Day 254 - Sandcastle Story

Sandcastle Story
Matthew Ryan Fischer

Phillip had come to the beach to enjoy one of the final days of summer. Midday was still warm enough, but the weather was turning. The nights were cool – there had even been one recent night where he could have worn a jacket. The summer was ending.
Philip had wanted to build a bonfire while the sun set and then watch the flickering flames and let his mind wander. This had been one of his favorite locations in the city, although it never felt like he was in a city when he was here. The sand dunes were tall and the ocean was wide open and the way the coast curved it was very hard to see where the beaches ended and the city began. Off in the distance there were little glimmering lights, but he could convince himself that those could have been anything. When he was here, he felt alone, secluded, away. He felt away from it all.
Traffic had been light and he had gotten to the beach early, and yet somehow all the bonfire pits were taken. He wandered around the bicycle trail along the beach. He didn’t want to walk too far, but he also couldn’t sit still, waiting for someone to abandon their pit. There were too many memories for him to sit still with nothing else to do.

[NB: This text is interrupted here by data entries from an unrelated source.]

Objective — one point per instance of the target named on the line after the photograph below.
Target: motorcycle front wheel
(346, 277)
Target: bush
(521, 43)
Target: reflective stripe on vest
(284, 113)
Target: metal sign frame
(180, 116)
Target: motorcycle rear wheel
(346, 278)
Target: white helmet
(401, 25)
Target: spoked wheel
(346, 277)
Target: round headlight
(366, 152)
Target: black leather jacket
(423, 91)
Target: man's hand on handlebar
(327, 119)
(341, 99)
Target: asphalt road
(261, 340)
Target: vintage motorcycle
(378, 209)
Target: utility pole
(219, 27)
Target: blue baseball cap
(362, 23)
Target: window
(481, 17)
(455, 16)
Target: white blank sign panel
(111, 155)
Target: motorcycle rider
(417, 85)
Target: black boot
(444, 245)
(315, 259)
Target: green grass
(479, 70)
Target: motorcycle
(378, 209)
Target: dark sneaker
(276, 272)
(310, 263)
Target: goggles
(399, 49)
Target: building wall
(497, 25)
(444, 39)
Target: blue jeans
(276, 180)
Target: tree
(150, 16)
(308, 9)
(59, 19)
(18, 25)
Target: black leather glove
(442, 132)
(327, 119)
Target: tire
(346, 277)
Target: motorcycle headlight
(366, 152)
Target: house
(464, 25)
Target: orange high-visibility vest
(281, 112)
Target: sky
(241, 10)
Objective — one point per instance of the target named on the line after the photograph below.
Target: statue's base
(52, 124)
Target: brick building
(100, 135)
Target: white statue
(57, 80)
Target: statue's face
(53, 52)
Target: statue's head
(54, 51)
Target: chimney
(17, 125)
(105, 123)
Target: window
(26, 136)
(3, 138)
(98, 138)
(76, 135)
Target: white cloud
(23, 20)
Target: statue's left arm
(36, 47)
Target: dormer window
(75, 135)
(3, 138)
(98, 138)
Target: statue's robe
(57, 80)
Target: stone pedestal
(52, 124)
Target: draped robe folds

Impatient, he returned to the bonfire area. He walked near the ocean, watching his feet sink in the soft wet sand. He liked to stand there barefoot and then step aside and watch the moisture fill in the impression of his feet. Then the waves would come in and cover his feet and the impressions they left. After a bit, it would be like he hadn’t been there at all – all evidence of his path would be washed away.
Phillip found himself building a sandcastle. He hadn’t built a sandcastle since he was a child. That wasn’t exactly true. Emma had liked building sandcastles. Phillip hadn’t really built them, but he had watched and occasionally helped pack sand or dig moats when she prodded him enough for help. He didn’t think that counted. He hadn’t wanted to, or taken it upon himself to do, or actually finished one since he was a child. This would be his first.
Phillip didn’t make a sandcastle. He made a sand pyramid. Some people probably would call all structures in the sand, sandcastles. Not Phillip. He decided to make sure to file this memory away as a sand pyramid. He wasn’t sure why that was important, but he wanted the distinction made.
Soon the sun began to set and several bonfire pits opened up. He didn’t know why people would leave just when the real show was about to begin, but he didn’t ask. He didn’t want to risk inspiring them to change their minds.
He gathered his supplies and was about to leave behind his works of sand art. He hadn’t meant to start them in the first place, so he was surprised when he felt a little odd about leaving them behind. It wasn’t that he had built something spectacular; it was that he had done the opposite. He had started and failed to finish them – two vast and trunkless legs – standing in the sand next to his sand pyramid. He wasn’t sure why he started that, but figured he had seen some picture somewhere of something in Egypt that had a statue of some god or pharaoh standing before his pyramid.
Looking at the unfinished, abandoned legs, he felt a little sick and sad. They were out of place and were broken reminders of what should have been there and what the beach used to mean to him. It had been his favorite place in the city and he had shared it. But when things changed and ended it gave new meaning to everything that he had ever shared. Everything was different. Everything was less. Nothing held the same joy or value or potential.
Phillip felt like he was the two unfinished legs. There he was on the beach, standing in sand, empty and unfinished. He was the remnants of something great that had come before and had been lost forevermore.
Suddenly he wanted to kick down the pyramid and the legs. He wanted to destroy them and hope the pain went away and the hole filled in. He was sad and angry and lost all at the same time.
He left. Without watching the sunset. Without building a bonfire. He left. He couldn’t stand to be there anymore as time moved on but he didn’t. He couldn’t be in the past anymore.
So he left.
And he left the pyramid and unfinished legs behind as they were, as some sort of reminder to himself that the past, no matter how wrecked, could be left.